On dit de nos jours, avec une assurance péremptoire : « Le christianisme n’est pas une religion, mais une relation. » Ceux qui emploient ce slogan veulent rappeler, et à juste titre, que la foi chrétienne n’est pas un code, une morale ou un système, mais une rencontre vivante avec Jésus-Christ, Sauveur et Seigneur. Ils veulent dire que l’homme n’est pas sauvé par ses œuvres, mais par la grâce seule, reçue par la foi. Et en cela, ils rejoignent l’Évangile des apôtres et le cri de la Réforme.
Mais faut-il, pour exalter la relation, mépriser la religion ? Faut-il, pour sauver l’âme de l’homme, abolir tout ce qui, dans l’histoire, a nourri le peuple chrétien et façonné sa mémoire ?
La religion, au sens noble du mot, n’est pas d’abord un amas de coutumes humaines : c’est le lien sacré qui relie l’homme à son Créateur. Le Moyen Âge, avec ses monastères, ses cathédrales, ses liturgies, a su donner à la société tout entière le sentiment de ce lien. Certes, il y eut des excès : des saints surélevés au rang de médiateurs, des reliques vénérées à la place de la Parole vivante. Mais faut-il jeter dans le mépris les siècles qui ont veillé, nuit et jour, à transmettre l’Écriture, à enseigner le catéchisme, à faire chanter les Psaumes au peuple de Dieu ?
Le christianisme n’est pas moins religion qu’il n’est relation. Les sacrements institués par le Seigneur – baptême et cène – sont des rites, mais des rites chargés de vie, des paroles visibles de la grâce invisible. La prière commune, les chants, les fêtes, sont autant de repères qui façonnent la mémoire du peuple et l’orientent vers le ciel. Supprimer toute religion, c’est risquer de livrer la foi au seul caprice de l’individu et de la réduire à une émotion passagère.
La Réforme n’a pas aboli la religion : elle l’a purifiée. Elle a ôté les idoles pour replacer au centre le Christ seul. Mais elle a gardé le culte, la prédication, les sacrements. Calvin lui-même parlait de la vera religio, la vraie religion. Les Réformateurs savaient qu’une foi sans forme, sans corps, se dissout ; mais qu’une religion sans cœur, sans relation, devient superstition.

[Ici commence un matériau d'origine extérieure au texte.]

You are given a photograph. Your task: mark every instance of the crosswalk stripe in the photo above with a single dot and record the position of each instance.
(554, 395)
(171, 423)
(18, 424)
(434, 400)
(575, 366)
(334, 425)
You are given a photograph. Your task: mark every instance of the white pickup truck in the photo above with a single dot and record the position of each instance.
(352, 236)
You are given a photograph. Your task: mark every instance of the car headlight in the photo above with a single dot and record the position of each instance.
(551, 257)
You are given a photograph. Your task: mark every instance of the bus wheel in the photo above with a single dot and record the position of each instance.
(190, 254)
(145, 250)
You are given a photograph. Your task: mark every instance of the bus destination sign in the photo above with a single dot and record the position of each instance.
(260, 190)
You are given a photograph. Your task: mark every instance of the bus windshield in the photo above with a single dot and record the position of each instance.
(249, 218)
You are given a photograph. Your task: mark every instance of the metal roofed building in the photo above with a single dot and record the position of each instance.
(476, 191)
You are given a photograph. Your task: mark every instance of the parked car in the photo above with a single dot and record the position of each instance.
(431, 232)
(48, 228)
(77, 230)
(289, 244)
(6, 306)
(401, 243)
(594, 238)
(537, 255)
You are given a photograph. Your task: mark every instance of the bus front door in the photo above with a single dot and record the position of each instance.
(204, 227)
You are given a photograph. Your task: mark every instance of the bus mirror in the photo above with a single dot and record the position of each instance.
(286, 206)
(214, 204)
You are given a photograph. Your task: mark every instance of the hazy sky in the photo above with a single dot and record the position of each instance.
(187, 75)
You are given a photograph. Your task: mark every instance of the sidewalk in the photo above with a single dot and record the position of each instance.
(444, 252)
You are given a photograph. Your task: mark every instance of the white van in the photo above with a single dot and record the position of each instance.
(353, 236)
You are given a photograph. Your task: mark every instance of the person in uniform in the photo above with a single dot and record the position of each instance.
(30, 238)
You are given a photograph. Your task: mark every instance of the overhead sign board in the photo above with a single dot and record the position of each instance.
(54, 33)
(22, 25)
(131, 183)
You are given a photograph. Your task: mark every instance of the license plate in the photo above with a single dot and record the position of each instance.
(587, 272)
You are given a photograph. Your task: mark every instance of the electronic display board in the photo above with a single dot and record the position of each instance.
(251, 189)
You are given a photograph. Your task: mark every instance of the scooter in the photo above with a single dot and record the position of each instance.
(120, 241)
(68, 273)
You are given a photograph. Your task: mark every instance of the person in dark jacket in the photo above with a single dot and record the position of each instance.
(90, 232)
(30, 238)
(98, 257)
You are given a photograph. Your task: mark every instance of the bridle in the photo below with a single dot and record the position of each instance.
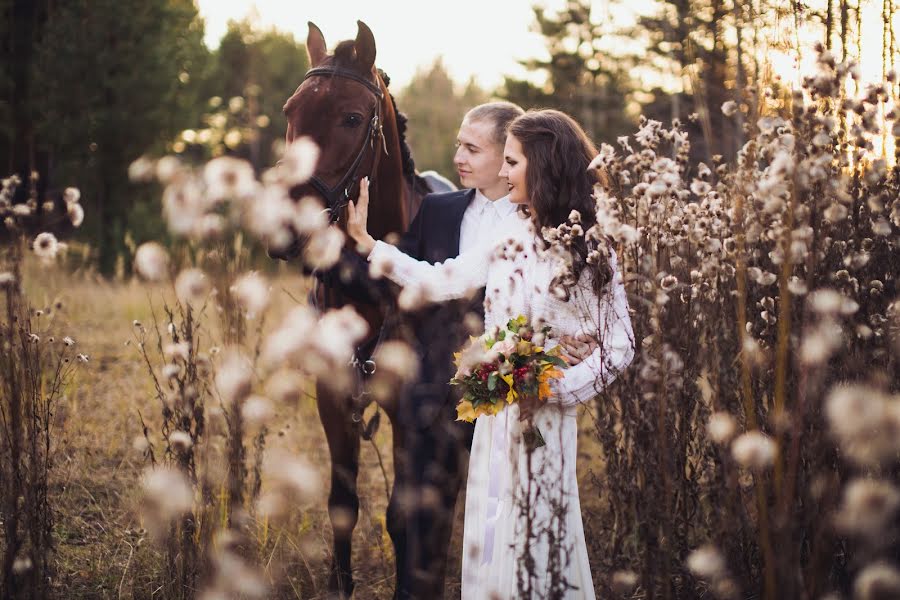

Ainsi, ne disons pas : le christianisme n’est pas une religion. Disons : le christianisme est la seule vraie religion, parce qu’il est une relation vivante avec Dieu par Jésus-Christ. Ne séparons pas ce que Dieu a uni. La relation est le cœur battant ; la religion en est le corps, qui donne forme et durée à la foi. L’une sans l’autre est mutilée ; ensemble, elles font de l’Église une réalité visible et invisible, divine et humaine, céleste et terrestre.
La force du christianisme n’est pas d’abolir la religion, mais de l’habiter de la relation vivante avec le Christ. C’est ce que le haut Moyen Âge, malgré ses faiblesses, avait compris en imprégnant toute la vie sociale de ce lien au divin. C’est ce que la Réforme a rappelé, en purifiant ce lien de ses excès. Et c’est ce que nous devons retrouver aujourd’hui : une foi qui soit à la fois cœur et corps, relation et religion, amour du Christ et vie d’Église.